# Frontier snowblower?



## captaingreen (Jan 27, 2004)

I am a lawn/landscape co. and have 10-15 residential drives/walks I will be doing this winter. I have done a search on snowblowers and it has been somewhat helpful, however I found no mention of the Frontier 2 stage blowers my John Deere dealer sells. Has anyone used these before? I also have a Simplicity dealer near, as well as the Troybilt and MTD at Lowe's and Home Depot and Wally World. Any advice or reccomendation's would be greatly appreciated.


----------



## NJDeere (Dec 4, 2004)

*Frontier Snowblowers*

We sell them and have had very good luck with them. Here is a link to give you some additional information:

http://www.deere.com/en_US/ProductCatalog/HO/series/ho_snow_blowers_frontier_dual.html


----------



## shop22 (Jan 2, 2006)

last time I knew, the deere blowers were made by murray.
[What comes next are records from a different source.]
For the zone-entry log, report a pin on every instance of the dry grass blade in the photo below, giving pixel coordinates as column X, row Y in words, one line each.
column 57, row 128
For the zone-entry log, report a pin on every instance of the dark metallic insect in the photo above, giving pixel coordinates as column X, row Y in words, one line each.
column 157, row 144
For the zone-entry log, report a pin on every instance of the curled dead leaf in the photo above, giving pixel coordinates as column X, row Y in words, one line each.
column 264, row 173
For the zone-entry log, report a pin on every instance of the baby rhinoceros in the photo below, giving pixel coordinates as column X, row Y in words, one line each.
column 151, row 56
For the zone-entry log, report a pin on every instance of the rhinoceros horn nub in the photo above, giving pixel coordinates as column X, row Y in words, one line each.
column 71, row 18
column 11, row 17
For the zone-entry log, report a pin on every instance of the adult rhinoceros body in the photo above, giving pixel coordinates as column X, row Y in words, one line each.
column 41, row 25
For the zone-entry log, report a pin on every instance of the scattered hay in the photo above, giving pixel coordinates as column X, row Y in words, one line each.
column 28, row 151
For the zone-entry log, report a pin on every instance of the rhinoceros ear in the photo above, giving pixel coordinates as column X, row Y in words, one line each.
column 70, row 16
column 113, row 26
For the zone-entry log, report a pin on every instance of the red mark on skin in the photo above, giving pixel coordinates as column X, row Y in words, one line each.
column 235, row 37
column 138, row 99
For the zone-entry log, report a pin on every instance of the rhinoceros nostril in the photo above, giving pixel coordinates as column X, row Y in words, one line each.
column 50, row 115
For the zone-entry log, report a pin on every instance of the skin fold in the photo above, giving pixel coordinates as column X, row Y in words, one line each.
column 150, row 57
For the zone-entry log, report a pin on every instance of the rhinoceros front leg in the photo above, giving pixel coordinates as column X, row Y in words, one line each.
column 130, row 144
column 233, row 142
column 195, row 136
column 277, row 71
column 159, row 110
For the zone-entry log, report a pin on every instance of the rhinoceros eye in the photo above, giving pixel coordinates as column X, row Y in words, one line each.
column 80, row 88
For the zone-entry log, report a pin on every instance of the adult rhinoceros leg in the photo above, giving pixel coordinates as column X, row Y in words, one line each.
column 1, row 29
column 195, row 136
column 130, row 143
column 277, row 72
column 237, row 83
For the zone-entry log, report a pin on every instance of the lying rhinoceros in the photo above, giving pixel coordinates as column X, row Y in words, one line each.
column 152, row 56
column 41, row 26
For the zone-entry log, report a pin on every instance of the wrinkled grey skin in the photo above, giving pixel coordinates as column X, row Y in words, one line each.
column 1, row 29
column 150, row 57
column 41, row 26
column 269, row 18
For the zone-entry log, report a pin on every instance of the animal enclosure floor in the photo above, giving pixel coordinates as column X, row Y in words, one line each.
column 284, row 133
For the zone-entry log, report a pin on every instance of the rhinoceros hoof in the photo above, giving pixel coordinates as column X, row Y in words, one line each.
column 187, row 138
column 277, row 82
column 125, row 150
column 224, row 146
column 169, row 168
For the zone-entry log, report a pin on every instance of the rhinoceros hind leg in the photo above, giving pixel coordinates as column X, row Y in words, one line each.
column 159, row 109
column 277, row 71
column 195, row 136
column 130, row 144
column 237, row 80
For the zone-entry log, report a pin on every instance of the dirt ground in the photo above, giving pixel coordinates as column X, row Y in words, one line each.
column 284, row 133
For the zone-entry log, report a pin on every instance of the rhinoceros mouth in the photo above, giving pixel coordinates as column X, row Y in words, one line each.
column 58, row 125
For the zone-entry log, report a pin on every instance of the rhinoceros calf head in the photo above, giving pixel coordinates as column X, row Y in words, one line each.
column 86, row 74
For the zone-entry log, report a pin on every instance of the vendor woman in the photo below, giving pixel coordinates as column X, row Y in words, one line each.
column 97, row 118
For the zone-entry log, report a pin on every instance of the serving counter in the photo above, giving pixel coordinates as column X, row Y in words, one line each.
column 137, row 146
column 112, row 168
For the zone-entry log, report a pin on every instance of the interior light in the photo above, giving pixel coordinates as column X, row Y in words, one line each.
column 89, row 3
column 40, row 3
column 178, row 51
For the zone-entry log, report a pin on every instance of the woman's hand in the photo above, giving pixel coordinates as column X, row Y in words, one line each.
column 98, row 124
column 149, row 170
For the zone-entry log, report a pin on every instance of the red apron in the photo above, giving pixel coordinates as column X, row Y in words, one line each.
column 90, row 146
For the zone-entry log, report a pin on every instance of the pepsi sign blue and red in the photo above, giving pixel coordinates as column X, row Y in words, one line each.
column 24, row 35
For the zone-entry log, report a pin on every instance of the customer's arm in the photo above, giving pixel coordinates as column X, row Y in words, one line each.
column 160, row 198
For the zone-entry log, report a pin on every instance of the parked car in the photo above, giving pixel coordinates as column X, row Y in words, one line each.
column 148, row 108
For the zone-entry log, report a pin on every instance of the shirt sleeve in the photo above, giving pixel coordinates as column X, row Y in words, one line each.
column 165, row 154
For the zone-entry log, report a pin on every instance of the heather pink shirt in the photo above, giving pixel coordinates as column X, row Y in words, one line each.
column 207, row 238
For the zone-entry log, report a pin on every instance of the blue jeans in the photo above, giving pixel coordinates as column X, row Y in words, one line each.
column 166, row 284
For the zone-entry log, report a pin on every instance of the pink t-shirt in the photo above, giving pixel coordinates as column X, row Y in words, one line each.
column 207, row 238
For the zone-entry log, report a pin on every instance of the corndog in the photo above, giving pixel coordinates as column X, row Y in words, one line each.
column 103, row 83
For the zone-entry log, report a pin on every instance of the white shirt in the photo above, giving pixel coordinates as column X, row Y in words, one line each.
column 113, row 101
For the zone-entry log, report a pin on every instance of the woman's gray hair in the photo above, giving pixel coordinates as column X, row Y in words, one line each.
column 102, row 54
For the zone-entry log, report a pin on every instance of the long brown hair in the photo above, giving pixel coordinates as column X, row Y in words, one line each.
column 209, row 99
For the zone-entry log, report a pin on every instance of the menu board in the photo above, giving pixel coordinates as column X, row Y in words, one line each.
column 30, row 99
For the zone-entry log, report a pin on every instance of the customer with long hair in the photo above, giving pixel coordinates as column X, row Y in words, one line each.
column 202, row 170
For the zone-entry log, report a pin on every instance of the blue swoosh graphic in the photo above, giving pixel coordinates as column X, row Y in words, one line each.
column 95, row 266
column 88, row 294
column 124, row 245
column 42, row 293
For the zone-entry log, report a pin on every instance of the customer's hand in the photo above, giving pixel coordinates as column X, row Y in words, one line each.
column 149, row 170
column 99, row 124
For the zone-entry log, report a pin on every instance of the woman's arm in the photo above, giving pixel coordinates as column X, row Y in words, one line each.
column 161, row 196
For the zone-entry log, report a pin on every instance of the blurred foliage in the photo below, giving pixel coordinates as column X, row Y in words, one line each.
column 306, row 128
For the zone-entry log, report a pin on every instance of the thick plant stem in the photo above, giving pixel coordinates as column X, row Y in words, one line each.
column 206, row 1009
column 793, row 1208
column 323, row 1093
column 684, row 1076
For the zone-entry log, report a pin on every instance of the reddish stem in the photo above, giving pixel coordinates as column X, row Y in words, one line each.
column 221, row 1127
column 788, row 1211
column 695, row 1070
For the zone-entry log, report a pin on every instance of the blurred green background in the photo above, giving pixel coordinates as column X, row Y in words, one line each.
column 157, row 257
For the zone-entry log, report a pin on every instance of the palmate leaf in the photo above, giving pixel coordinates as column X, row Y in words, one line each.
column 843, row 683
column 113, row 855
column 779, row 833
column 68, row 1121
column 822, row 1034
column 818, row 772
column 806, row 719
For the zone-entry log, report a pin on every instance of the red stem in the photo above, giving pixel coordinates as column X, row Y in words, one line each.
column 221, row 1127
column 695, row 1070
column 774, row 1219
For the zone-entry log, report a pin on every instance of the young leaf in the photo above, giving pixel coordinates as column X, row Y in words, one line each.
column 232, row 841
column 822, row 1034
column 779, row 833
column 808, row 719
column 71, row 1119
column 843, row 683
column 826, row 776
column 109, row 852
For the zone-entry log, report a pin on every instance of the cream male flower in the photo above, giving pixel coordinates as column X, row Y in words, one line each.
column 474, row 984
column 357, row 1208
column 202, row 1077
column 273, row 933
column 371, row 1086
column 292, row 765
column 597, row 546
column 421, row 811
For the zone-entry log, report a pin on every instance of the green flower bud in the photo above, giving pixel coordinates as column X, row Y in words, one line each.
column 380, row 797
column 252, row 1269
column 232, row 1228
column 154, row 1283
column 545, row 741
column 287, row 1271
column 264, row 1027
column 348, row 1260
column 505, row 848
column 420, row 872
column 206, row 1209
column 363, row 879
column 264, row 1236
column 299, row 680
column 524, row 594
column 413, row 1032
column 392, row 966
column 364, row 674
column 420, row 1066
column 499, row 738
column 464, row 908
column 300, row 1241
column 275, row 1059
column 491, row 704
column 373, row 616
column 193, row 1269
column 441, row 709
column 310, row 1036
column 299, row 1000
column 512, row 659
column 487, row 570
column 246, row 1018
We sell the simplicity blowers and they are nice units, maybe a little pricey but they last


----------



## Potomac Lawns (Jan 28, 2004)

anyone else have comments on them?


----------



## Potomac Lawns (Jan 28, 2004)

nobody owns one of these?


----------



## Gavins Lawncare (Feb 11, 2005)

just bought one last week used if for 1 hr worked pretty good it a single stage


----------